Everyone always said Tim Mead was such a nice guy.
Seems this time Nice Guys finish LAST.

IF Arte doesn’t settle this there will be lots of dirt spread at trial.
My understanding of Arte is that he is not the type of man who settles.

JackFrost
Super Member
3 years ago
Reply to  ...Rev Halofan

We all know that shit runs downhill. You can bet that a lot less of it gets on Arte himself and a lot more if it will get on Kay (if there isn’t already enough) and Mead….

Jessica DeLine
Admin
Super Member
3 years ago
Reply to  ...Rev Halofan

I would think he would settle to keep dirt out of court? He’s pretty private and this could get real messy.

GeoKaplan8
Trusted Member
3 years ago
Reply to  Jessica DeLine

I’m in agreement with Jessica on this. I imagine these lawsuits are filed *because* there was no settlement. It makes no sense that Arte would be using the nuclear option and force testimony in an open court (as opposed to the prior Grand Jury testimony which is kept private).

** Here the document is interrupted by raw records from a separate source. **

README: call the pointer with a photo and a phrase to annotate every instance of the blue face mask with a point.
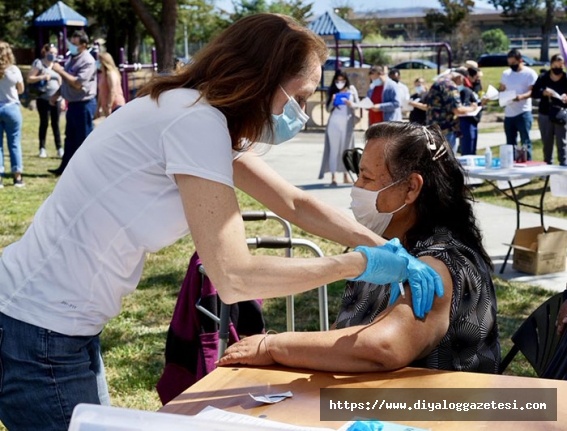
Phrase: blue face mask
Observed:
(73, 49)
(288, 123)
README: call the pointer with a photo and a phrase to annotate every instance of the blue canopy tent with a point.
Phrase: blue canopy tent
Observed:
(59, 16)
(330, 24)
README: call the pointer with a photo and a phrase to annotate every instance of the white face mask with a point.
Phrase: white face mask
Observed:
(363, 205)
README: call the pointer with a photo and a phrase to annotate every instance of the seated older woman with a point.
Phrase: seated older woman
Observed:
(410, 187)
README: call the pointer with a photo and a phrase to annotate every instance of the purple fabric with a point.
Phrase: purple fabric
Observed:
(191, 349)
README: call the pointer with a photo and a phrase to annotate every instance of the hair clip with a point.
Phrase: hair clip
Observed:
(439, 152)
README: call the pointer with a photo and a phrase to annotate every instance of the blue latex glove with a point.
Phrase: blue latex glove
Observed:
(382, 266)
(424, 281)
(372, 425)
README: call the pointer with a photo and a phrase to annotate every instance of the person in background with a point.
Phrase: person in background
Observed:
(165, 165)
(375, 95)
(391, 103)
(110, 95)
(394, 75)
(551, 81)
(11, 85)
(42, 70)
(444, 105)
(339, 134)
(518, 113)
(419, 112)
(407, 173)
(468, 125)
(79, 90)
(475, 76)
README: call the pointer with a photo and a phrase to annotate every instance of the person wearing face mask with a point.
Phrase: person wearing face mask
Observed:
(79, 90)
(42, 71)
(468, 125)
(518, 113)
(389, 101)
(165, 165)
(418, 114)
(444, 105)
(339, 134)
(549, 83)
(410, 187)
(110, 95)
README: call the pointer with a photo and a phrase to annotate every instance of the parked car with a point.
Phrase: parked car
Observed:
(331, 63)
(501, 60)
(416, 64)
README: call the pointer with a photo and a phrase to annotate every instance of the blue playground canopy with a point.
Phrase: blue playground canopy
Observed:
(60, 15)
(330, 24)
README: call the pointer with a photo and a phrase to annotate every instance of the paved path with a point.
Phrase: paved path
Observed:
(299, 161)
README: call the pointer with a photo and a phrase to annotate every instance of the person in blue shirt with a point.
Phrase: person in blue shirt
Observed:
(391, 104)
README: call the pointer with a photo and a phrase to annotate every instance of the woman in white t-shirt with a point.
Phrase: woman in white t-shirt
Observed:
(339, 134)
(164, 165)
(11, 85)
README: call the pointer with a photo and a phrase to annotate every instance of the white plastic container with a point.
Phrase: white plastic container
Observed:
(488, 158)
(506, 156)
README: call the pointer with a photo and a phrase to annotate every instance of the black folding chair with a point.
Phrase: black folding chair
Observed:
(537, 339)
(351, 160)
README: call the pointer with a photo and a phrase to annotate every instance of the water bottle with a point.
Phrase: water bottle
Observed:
(488, 158)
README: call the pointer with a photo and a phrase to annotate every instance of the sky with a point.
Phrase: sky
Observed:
(321, 6)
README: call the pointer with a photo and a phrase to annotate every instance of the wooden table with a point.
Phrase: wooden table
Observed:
(492, 176)
(228, 388)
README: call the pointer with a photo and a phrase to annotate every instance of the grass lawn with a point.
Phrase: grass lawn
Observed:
(133, 343)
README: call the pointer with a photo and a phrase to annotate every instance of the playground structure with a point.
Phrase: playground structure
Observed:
(59, 16)
(131, 79)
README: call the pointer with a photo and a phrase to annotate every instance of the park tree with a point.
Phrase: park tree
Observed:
(538, 13)
(495, 40)
(161, 22)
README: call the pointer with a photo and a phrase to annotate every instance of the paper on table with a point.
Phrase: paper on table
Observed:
(473, 113)
(505, 97)
(491, 93)
(365, 103)
(251, 422)
(271, 398)
(553, 93)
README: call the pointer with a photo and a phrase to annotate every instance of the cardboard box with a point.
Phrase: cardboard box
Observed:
(538, 252)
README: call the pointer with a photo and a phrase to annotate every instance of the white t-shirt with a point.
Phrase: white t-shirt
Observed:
(117, 200)
(520, 82)
(8, 90)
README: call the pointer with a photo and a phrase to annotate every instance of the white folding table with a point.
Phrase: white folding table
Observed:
(510, 176)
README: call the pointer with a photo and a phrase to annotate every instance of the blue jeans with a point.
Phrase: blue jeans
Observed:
(469, 134)
(521, 124)
(79, 117)
(45, 375)
(11, 123)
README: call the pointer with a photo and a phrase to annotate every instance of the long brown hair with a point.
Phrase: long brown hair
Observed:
(240, 71)
(6, 57)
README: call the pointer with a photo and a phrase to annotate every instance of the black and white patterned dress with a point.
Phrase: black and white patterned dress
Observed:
(471, 342)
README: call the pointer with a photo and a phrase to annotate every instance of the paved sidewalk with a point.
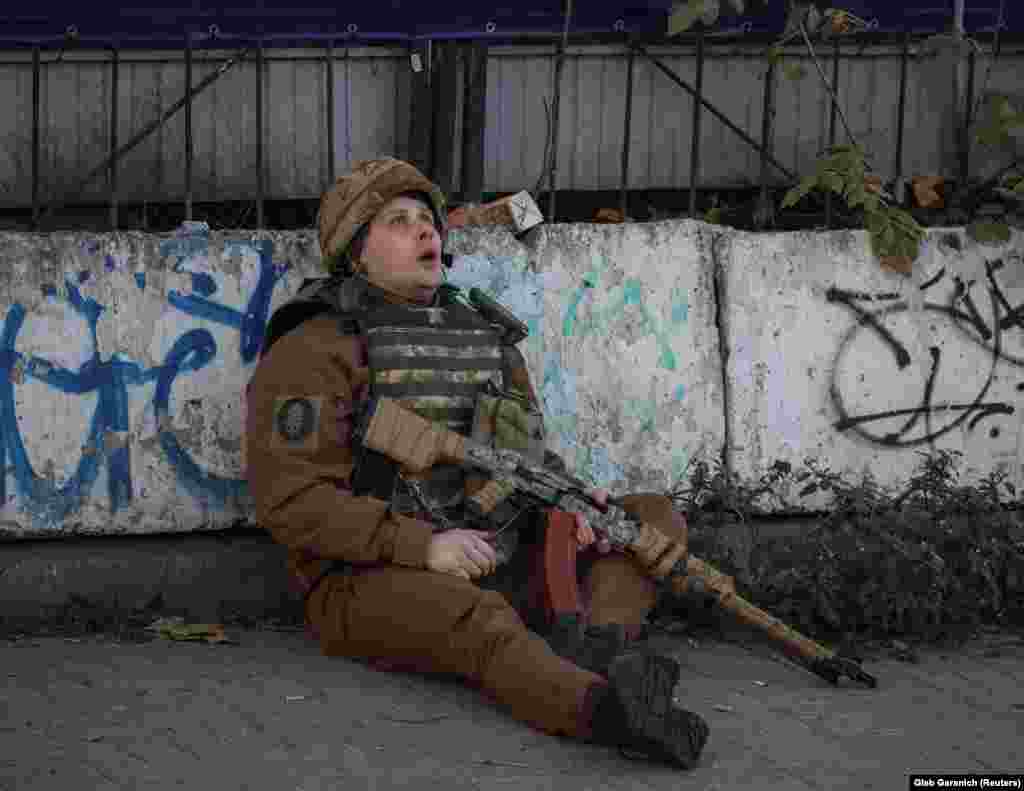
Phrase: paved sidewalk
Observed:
(271, 714)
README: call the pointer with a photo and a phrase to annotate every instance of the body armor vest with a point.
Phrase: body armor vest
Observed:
(435, 361)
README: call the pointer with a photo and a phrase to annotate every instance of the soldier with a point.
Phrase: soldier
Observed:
(391, 572)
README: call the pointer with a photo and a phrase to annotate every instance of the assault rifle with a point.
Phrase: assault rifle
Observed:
(417, 444)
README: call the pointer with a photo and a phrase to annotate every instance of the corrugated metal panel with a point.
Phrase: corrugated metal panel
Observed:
(372, 119)
(15, 135)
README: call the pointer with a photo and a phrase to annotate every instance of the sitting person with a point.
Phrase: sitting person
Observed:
(395, 575)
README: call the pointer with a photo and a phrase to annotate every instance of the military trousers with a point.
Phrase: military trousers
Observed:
(429, 622)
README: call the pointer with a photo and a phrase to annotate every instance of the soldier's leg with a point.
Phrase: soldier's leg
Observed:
(443, 624)
(617, 588)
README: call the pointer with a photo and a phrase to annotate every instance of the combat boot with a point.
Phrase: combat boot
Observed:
(636, 712)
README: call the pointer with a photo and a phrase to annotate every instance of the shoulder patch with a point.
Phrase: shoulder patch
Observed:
(296, 422)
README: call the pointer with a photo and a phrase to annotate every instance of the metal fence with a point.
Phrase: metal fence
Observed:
(263, 124)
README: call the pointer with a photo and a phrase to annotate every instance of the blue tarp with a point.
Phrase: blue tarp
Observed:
(167, 22)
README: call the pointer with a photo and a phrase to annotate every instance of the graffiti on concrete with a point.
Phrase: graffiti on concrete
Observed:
(112, 380)
(513, 283)
(985, 324)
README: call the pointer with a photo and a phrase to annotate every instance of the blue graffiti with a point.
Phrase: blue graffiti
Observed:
(111, 380)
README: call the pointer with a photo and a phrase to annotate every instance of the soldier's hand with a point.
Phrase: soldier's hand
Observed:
(465, 553)
(585, 534)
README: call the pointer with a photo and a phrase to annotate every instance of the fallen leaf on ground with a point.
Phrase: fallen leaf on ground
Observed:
(928, 192)
(176, 629)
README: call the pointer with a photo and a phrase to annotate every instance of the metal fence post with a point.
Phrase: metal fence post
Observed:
(555, 103)
(260, 186)
(330, 115)
(36, 66)
(767, 124)
(113, 174)
(832, 123)
(474, 121)
(968, 118)
(626, 132)
(188, 142)
(901, 116)
(695, 142)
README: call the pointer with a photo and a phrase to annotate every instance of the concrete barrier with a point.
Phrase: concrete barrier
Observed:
(125, 358)
(833, 358)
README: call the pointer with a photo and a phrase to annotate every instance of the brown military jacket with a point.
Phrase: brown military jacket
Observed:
(299, 475)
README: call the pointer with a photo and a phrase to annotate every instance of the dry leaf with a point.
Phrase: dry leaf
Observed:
(176, 629)
(609, 215)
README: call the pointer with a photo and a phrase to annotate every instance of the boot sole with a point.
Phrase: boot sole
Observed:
(664, 731)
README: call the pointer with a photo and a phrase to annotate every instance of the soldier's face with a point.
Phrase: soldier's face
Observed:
(402, 251)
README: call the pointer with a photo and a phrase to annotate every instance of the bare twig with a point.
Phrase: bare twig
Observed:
(824, 80)
(424, 720)
(995, 56)
(493, 762)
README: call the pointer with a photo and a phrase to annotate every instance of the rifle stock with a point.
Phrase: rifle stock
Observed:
(418, 444)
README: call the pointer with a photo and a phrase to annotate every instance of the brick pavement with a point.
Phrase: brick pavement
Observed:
(270, 713)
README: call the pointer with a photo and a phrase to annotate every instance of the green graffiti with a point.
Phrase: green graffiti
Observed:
(630, 293)
(679, 461)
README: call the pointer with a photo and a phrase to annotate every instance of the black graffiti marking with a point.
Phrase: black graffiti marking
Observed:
(964, 293)
(988, 410)
(869, 320)
(875, 320)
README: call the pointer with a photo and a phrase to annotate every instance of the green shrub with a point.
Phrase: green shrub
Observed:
(934, 561)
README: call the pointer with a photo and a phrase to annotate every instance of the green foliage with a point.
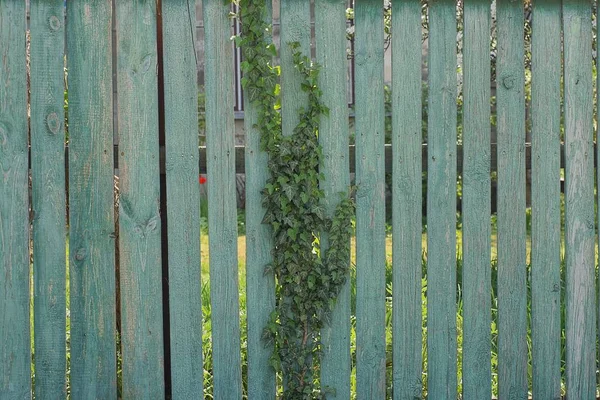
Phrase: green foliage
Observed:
(308, 281)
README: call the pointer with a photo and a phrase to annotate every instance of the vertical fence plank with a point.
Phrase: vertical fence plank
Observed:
(545, 203)
(295, 27)
(260, 287)
(512, 289)
(222, 219)
(139, 219)
(370, 201)
(407, 198)
(441, 202)
(330, 36)
(476, 206)
(579, 201)
(15, 353)
(48, 196)
(91, 256)
(183, 197)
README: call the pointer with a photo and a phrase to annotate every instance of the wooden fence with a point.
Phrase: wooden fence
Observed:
(157, 249)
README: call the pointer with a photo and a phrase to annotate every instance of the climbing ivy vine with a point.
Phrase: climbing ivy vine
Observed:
(308, 281)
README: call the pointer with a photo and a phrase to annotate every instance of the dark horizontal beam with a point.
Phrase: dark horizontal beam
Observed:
(240, 158)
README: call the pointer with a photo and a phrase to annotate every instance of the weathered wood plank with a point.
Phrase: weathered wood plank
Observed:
(579, 201)
(183, 198)
(370, 201)
(407, 199)
(139, 217)
(15, 351)
(48, 196)
(512, 289)
(476, 204)
(92, 246)
(330, 36)
(222, 219)
(260, 287)
(545, 204)
(441, 202)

I am nobody’s idea of a “legal expert” but my guess is Arte’s attorneys (or those from the insurance carrier) will seek to get the suits dismissed before they go to trial. If they fail, it will be telling if they THEN settle out of court. That outcome would not look good for the franchise.

JackFrost
Super Member
3 years ago
Reply to  GeoKaplan8

You know, the nightmare scenario for Arte would be if the Skaggs family is not simply after money. What if in their anger they really want to besmudge Arte’s name and thus have refused to settle out of court? It could get real messy.

Designerguy
Super Member
3 years ago
Reply to  Jessica DeLine

Arte hates bad press coverage and he’ll settle it before the trial, and the settlement will include a very strong confidentiality clause.

gitchogritchoffmypettis
Legend
Reply to  Jessica DeLine

Especially because, settle or no, Arte’s gonna have to pay a pile of money.

AnAngelsFan
Super Member
3 years ago
Reply to  ...Rev Halofan

Arte might not be in control of the decision to settle. If the Angels’ liability insurance carrier is paying the bill then they control the decision. However, if the liability carrier claims there is a coverage exclusion and tries to get the Angels to pay for some of the settlement, then Arte will have some control.

Fansince1971
Legend
3 years ago
Reply to  AnAngelsFan

There is no coverage for the exemplary (ie punitive) damages being sought against the Angels. Those require a link to upper-management which is why Mead is involved. To settle the case the insurance company would have to pay a certain amount in compensatory damages but would look to the Angels to pay any punitive damages. That is likely the sticking point in any settlement negotiations.

AnAngelsFan
Super Member
3 years ago
Reply to  Fansince1971

True. This case will also involve a big fight between Moreno and the insurance carriers.

Senator_John_Blutarsky
Legend

The sorrid tale will likely now get uglier as everyone attempts to protect, deflect and distance themselves from responsibility.